3020 Background: Significant crosstalk exists between the PI3K and Raf/MEK/ERK pathways and treatment of select cell lines with a MEK inhibitor and an IGF1-R inhibitor has been shown to cause greater inhibition of growth than either agent alone. IMC-A12 (I) is a recombinant human monoclonal antibody directed IGFI-R; it blocks interaction between IGF-1R and its ligands, IGF-I and -II. AZD6244 (A) is a highly selective, non-competitive MEK ½ inhibitor. Methods: The study is a phase I, dose-escalation with a standard 3+3 design. Eligible patients had advanced solid tumor, good end organ function and performance status with exclusion for poorly controlled diabetes or growth hormone abnormalities. Part 1: open label, dose escalation. Pts were treated with A at 50 mg BID, then 75 mg BID; I at 12mg/kg q2wk held constant. DLTs were defined as grade (G) 3 or 4 toxicities during cycle 1. Part 2: expansion cohort of 15 pts for correlative endpoints and PK studies; serial tumor biopsies will be evaluated for changes in signaling in the IGF pathway, including p-ERK, p-Akt and RAS. Mutational analysis of RAS and RAF will be done to correlate with PD endpoints and disease response. Results: Part 1: 16 patients accrued with 6 treated at DL1 and 10 treated at DL2. Multiple tumor types were represented, including 4 colon, 2 thyroid, 2 pancreatic, and 1 breast. At 75 mg of A, there was 1 DLT of visual changes. G3 AEs included nausea/vomiting (n=2, 12%), visual changes/retinopathy (n=2, 12%), MRSA skin infection (n=1, 6%), (n=1, 6%), hyperglycemia (n=1, 6%), and stroke (n=1, 6%). Other common AEs included acneform rash (n=10, 63%), nausea/vomiting (n=6, 37%), anorexia (n=4, 25%), and diarrhea (n=3, 19%).
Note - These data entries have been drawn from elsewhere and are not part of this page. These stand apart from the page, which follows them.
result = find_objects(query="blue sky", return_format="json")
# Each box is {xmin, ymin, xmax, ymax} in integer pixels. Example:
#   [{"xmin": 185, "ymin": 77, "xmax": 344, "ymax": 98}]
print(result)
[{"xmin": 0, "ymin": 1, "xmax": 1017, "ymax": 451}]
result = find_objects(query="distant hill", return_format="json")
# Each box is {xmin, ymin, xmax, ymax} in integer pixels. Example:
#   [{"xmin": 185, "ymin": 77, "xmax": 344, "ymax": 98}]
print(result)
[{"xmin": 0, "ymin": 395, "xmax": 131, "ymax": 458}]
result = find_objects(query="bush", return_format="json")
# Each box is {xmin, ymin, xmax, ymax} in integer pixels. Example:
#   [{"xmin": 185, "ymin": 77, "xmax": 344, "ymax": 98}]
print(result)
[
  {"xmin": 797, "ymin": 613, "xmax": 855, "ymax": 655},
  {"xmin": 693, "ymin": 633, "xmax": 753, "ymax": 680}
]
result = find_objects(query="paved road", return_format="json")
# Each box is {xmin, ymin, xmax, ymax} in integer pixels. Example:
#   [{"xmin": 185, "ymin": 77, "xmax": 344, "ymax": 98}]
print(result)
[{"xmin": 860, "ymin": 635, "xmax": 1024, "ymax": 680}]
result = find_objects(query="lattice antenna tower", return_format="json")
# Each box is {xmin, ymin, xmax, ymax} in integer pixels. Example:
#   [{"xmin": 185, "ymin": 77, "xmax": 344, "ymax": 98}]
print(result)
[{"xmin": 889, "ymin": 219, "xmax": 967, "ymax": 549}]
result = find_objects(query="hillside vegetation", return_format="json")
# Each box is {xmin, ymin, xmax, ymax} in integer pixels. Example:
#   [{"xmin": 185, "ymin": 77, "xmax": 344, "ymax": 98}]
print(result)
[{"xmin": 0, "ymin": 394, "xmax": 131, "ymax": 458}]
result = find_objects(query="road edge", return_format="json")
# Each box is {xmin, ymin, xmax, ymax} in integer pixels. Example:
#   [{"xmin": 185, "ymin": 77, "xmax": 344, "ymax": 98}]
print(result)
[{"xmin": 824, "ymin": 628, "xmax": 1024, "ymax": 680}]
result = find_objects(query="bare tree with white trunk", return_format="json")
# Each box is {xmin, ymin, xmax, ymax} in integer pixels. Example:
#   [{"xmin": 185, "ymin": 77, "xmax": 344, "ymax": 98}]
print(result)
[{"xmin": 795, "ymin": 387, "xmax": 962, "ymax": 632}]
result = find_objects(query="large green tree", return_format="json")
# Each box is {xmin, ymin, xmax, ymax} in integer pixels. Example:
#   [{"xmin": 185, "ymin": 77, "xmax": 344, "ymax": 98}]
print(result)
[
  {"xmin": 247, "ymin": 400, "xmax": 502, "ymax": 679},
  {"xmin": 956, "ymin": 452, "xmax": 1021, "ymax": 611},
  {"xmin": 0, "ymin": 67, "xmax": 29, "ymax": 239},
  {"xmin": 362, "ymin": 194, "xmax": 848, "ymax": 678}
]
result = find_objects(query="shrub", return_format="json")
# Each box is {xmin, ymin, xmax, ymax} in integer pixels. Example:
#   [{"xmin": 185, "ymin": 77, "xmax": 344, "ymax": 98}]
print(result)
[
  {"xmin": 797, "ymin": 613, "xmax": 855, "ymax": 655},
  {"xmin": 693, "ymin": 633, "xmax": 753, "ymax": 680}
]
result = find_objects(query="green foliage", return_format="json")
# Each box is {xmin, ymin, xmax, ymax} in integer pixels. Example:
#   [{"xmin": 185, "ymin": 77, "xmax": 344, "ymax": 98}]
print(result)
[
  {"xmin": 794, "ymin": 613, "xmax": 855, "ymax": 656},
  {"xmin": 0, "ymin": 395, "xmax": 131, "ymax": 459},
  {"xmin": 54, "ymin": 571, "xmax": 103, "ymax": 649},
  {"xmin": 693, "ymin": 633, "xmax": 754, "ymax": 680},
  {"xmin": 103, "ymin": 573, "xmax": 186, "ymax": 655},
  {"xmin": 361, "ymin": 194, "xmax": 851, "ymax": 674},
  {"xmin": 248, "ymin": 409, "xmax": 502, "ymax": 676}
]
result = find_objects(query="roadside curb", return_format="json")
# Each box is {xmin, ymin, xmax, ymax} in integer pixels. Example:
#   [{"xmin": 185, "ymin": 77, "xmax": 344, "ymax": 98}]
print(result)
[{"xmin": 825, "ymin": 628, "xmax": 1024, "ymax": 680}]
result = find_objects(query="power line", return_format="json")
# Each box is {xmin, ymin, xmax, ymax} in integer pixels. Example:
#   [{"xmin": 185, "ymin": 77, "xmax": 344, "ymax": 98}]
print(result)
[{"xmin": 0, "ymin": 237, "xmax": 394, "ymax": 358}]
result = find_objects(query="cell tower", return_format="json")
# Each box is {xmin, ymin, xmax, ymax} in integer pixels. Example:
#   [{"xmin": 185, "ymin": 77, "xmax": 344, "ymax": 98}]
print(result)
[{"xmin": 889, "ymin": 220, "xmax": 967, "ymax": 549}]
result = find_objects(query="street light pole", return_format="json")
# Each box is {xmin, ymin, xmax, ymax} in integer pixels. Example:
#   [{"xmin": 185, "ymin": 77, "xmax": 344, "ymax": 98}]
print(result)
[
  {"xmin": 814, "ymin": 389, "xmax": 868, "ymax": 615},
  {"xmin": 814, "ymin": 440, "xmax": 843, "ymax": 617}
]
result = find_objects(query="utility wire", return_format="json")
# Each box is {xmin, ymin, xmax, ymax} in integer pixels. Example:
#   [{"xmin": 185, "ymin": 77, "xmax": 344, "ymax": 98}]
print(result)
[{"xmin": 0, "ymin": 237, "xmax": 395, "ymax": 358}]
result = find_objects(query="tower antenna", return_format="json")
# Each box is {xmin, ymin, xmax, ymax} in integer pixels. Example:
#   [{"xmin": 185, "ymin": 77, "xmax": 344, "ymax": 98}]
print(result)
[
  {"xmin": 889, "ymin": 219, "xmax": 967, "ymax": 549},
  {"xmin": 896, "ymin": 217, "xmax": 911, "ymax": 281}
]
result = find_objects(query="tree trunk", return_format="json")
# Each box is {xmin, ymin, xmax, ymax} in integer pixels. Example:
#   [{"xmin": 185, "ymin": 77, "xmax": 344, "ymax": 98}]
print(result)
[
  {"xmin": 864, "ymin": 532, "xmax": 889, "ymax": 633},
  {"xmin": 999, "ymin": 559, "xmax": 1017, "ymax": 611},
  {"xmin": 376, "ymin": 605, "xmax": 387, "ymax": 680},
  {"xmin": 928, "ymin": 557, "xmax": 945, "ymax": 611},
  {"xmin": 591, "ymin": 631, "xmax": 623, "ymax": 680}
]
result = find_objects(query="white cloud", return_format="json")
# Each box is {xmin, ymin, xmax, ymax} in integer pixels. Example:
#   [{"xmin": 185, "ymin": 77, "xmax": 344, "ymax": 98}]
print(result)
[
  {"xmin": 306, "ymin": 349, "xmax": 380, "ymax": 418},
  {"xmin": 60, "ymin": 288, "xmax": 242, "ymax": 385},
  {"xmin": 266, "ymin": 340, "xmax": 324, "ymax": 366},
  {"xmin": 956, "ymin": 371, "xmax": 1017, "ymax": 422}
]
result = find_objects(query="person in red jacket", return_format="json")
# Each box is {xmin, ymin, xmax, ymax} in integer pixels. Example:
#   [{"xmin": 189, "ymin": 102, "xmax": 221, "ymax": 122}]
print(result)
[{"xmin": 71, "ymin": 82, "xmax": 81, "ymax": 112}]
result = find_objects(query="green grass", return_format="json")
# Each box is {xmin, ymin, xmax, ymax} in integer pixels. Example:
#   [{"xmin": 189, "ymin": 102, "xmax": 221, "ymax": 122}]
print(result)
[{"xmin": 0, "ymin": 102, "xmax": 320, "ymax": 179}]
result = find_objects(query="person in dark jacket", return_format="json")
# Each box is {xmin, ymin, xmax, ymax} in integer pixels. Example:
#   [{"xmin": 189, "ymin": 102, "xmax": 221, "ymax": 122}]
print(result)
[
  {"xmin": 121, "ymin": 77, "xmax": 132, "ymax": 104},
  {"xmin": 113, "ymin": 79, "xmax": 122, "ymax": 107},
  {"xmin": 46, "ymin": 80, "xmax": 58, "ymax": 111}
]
Of 10 evaluable patients in Part 1, 1 had a partial response and 4 patients had stable disease (40%). Sustained responses of 10 and 14 months were seen in the DTC patients. 3 patients are currently enrolled in the expansion cohort. The RP2D is 50 mg of A, due to the visual changes seen with 75 mg, and 12mg/kg of I. Conclusions: A at 50 mg QD combines safely with I 12mg/kg. An expansion cohort is underway to determine if this combination warrants further investigation.